文章を書こうとするときに、最低次の二つのことが明確でなければならない。
1.テーマ
2.概要
1.についてはお分かりだろう。2.は1.と同じようなものだと思われるかもしれないが実は違う。私も犯してしまう間違いだが、テーマだけを決めて書こうとすると行き詰る。このようなことは多いと見えて、ビジネス書から小説や漫画に至るまで、著者が書きたいテーマだけを決めて、そのまま展開しようとしたのではないかと思われるものがある。一般に出版されるものでは、文章は上手なので、サラッと読むと分からないが、真面目に読もうとすると物足りない、尻切れトンボとの印象を受ける。

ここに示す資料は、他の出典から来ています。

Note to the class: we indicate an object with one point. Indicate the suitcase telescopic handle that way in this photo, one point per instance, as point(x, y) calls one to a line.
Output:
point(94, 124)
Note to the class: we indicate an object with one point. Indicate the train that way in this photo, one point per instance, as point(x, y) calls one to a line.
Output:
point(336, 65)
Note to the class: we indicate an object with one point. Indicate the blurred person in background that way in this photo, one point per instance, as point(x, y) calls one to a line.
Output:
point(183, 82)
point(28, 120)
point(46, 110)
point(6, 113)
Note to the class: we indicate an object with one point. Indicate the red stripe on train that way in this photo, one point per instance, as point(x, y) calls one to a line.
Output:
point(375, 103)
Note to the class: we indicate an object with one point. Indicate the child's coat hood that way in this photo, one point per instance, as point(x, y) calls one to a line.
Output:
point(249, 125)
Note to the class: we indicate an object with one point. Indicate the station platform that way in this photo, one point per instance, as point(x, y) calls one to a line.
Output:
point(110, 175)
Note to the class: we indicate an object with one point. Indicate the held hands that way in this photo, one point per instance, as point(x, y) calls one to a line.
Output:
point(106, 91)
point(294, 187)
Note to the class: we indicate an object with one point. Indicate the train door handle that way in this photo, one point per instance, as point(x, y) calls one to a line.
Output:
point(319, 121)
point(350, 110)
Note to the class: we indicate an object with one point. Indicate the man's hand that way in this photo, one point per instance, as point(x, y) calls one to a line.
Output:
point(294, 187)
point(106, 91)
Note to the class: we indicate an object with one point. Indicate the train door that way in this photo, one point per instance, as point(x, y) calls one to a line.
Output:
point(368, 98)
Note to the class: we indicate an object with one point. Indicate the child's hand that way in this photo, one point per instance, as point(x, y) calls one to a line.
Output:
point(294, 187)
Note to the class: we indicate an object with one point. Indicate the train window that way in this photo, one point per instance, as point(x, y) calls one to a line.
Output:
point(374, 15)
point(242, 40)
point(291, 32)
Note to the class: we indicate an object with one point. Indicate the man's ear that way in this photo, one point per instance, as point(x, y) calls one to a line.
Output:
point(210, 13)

私の経験によれば、書く前に書くことの概要を頭で概観できないようであれば、書き始めても行き詰る。例えば本稿のような短い文章であれば、概観できていれば、そのまま書き始めて書き上げることができる。
長い文章であれば、テーマがいくつかのサブテーマに展開されるだろうから、サブテーマの内容まで含めて概観することは、まず不可能である。このようにサブテーマに展開するような文章であれば、私の場合には、メモを作成することが必須である。(文章の質を維持しようとするならば、)他の人でも多分そうだろう。
この場合、「頭の中で概観できなれば書き始めてはいけない」という、概観するものはサブテーマの一覧であり、書き始めるものはメモのことである。
ここで述べたことを別の言葉で表現すれば「書く時間と考える時間を分ける」ということになる。